Пётр опять заговорил сам с собою:
— А напрасно я ноне накричал на старика и чуть с раскату не сбросил… Ну да старый Виниус знает меня, моё сердце отходчиво. К вечеру и артиллерийские снаряды прибыли, и лекарства для войска. Теперь же не мешкая и двинемся к шведскому Иерихону, к обетованной земле… Нечего мешкать… Время-то летит, его не остановишь, а дел по горло. Для меня всегда день короток… Иной раз так бы и остановил солнце, чтобы подождало, не двигалось… Токмо мне не дано силы Иисуса Навина, а то и остановил бы солнце.
Он ходил все тише и тише.
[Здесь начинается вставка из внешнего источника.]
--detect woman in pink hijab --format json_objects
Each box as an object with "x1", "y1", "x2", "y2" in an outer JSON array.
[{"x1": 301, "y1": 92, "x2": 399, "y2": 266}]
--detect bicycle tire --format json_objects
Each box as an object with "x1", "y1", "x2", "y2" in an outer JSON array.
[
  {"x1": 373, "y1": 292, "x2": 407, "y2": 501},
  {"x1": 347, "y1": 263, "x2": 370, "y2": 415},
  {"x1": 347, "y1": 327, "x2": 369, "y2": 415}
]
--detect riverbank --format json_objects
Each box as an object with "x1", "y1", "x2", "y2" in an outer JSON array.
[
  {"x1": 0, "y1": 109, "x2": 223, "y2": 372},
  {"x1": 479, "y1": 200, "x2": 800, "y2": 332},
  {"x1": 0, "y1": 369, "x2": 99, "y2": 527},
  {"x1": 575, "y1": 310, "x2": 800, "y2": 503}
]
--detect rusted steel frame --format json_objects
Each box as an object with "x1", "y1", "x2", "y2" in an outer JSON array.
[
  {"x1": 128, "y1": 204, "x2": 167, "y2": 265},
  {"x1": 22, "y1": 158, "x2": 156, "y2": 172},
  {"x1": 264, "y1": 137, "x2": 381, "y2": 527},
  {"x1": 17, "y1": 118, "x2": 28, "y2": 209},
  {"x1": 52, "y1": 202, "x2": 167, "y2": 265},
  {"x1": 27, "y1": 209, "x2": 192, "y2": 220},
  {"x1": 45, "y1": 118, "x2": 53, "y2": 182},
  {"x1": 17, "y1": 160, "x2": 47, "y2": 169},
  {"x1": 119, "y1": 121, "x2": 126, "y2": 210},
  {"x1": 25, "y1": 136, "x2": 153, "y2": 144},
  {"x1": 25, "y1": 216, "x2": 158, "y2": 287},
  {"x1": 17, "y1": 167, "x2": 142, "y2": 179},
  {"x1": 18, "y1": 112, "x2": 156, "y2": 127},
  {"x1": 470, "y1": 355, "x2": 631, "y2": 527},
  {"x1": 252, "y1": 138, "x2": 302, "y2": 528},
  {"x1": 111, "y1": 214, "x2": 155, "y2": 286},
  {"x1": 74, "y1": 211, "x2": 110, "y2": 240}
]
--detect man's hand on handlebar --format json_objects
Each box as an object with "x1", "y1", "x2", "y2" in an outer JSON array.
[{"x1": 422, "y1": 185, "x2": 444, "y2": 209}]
Потом Ягужинский видел из своего отделения, как гигантская тень царя, заслонив собою верх палатки, спустилась вниз.
Павлуша догадался, что царь сел к письменному столу.
— Ин написать на Москву, чтоб поторопились… Понеже— («Понеже» — его любимое слово… Значит, будет писать приказы», — решил Ягужинский и моментально заснул молодым здоровым сном.)
Рано утром, когда он проснулся, то увидел, что в отделении у царя уже было освещено.
— Понеже, — доносилось из царского отделения и слышался скрип пера.
«Опять пишет… Да полно, не всю ли ночь не спал?» —. недоумевал Павлуша, входя в отделение, где за письменным столом сидел государь.
— А, Павел, — заметил он вошедшего Ягужинского. — Выспался ли вдосталь, отдохнул?
— А как государь изволил почивать? — поклонился Ягужинский.
— Малость уснул, с меня довольно, — отвечал царь.
Потом, взглянув в лицо Ягужинского, Пётр спросил:
— Вечор, когда ты запечатывал бумаги Кенигсека, видел что печатаешь?
Павлуша смутился, но тотчас же оправился и откровенно сказал:
— Ненароком, государь, увидел и, не читая, тотчас же запечатал.
— Будь же нем, как рыба.
— Знаю, государь, свой долг и крепко держу крёстное целование.
— Ладно… Поди скажи Меншикову, чтобы не ждали меня и сейчас похоронили бы утопших… Мне недосуг, спешка в работе.
Он не мог бы теперь вынести вида своего врага, даже мёртвого.
И опять перо заскрипело по бумаге.
18
В тот же день русское войско под начальством Шереметева двинулось вниз по Неве к Ниеншанцу.
Двадцать четвёртого апреля, на расстоянии пятнадцати вёрст от этой крепости, Шереметев созвал военный совет, на котором присутствовал и царевич Алексей Петрович.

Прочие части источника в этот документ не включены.